How to Reduce ‘Bad’ Cholesterol Naturally
You can lower LDL cholesterol levels naturally with the following measures –
Diet and Weight Loss
Being obese or overweight not only increases the odds of developing high LDL levels but also contributes to cardiac diseases and chronic conditions. Studies suggest that losing even a little weight may help reduce LDL levels.
Your diet plays an important role in losing excess fat and maintaining ideal body weight. Eating the right kind of food – such as those that contain a good amount of monosaturated fats, phytosterols, and soluble fiber – can help lower harmful LDL cholesterol and increase the levels of HDL cholesterol in the blood. Focus on eating whole grains, fruits, and leafy vegetables, legumes, nuts and seeds, and fatty fish.
Exercise More Often
Exercising regularly, in moderate amounts, can bring down your cholesterol levels and promote weight loss. Any form of cardiovascular activity, such as cycling, running, swimming, and jogging benefits your heart health. You may also turn to other forms of exercise – weight training or yoga – as they also work to decrease the levels of bad cholesterol.

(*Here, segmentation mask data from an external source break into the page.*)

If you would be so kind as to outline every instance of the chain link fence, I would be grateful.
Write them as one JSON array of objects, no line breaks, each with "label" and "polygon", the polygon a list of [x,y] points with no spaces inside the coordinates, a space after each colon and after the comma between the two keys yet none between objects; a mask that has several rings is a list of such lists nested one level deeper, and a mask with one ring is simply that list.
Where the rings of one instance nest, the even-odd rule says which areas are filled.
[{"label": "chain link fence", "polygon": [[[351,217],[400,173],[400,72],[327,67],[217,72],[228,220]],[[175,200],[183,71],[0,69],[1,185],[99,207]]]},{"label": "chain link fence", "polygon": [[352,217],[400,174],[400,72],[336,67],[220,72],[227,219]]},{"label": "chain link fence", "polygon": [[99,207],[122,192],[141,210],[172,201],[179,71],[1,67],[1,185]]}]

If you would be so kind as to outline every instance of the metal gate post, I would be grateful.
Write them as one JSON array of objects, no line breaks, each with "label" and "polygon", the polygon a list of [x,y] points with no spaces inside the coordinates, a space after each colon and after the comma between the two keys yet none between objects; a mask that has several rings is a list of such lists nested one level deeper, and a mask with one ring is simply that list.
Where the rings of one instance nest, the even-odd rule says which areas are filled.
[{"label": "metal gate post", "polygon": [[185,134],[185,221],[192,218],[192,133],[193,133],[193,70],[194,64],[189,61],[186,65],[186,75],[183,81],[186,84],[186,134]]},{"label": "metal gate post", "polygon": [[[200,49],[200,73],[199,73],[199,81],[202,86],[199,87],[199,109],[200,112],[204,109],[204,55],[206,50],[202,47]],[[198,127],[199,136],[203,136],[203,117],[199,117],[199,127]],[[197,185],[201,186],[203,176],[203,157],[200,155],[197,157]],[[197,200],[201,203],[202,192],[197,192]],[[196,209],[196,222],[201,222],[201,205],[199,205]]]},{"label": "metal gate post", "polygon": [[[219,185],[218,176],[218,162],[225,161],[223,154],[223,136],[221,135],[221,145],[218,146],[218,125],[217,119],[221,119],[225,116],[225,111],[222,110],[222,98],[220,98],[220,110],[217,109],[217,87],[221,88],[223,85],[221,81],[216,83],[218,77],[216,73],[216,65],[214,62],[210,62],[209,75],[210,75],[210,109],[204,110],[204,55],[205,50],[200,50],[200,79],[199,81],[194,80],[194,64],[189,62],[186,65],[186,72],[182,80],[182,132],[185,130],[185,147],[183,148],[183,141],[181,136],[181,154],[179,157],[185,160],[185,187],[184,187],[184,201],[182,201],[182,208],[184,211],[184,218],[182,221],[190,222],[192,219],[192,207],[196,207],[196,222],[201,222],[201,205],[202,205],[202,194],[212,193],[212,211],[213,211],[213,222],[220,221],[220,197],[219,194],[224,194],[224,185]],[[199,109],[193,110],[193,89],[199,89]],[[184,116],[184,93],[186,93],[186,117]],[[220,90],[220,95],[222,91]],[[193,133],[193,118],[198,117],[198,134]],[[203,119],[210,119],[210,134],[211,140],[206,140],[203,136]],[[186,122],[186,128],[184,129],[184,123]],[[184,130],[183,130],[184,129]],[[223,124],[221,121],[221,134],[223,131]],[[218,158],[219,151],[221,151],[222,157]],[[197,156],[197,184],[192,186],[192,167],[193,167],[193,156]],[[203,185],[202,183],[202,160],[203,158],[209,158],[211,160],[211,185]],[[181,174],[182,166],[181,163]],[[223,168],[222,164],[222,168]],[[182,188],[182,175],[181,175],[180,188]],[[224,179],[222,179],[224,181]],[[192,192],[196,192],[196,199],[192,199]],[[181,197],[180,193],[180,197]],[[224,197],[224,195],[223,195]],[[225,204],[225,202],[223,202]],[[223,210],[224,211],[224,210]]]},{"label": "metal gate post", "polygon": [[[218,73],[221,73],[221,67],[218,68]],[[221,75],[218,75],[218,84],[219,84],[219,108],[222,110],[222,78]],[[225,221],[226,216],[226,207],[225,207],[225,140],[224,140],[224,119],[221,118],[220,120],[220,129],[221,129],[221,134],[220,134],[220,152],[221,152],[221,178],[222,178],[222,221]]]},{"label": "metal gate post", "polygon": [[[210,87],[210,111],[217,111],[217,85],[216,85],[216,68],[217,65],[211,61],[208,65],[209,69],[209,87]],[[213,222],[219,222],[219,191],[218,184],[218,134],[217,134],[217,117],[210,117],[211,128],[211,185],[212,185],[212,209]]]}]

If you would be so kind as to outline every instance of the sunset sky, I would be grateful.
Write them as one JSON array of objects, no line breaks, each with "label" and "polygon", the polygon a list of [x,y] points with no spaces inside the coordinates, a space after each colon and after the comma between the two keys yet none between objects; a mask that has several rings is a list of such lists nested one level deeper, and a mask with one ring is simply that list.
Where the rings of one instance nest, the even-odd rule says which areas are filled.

Smoking causes a number of chemical changes in your body. Cigarette smoke increases bad cholesterol (LDL) and triglycerides levels. This leads to the accumulation of waxy plaque, which clogs the arteries. At the same time, smoking reduces the level of good cholesterol – the one that prevents the formation of plaque in your blood. Quit smoking and turn to a healthier lifestyle to see a difference in the levels of your LDL cholesterol.
Limit Alcohol Consumption
According to studies, heavy alcohol consumption or drinking more than what is considered moderate significantly increases bad cholesterol, which again raises triglyceride levels and LDL cholesterol.
Lifestyle changes are the natural and first line of treatment for people with high cholesterol levels. However, if your doctor suspects these levels could put you at risk of other medical conditions, he/she might recommend medications to manage bad cholesterol.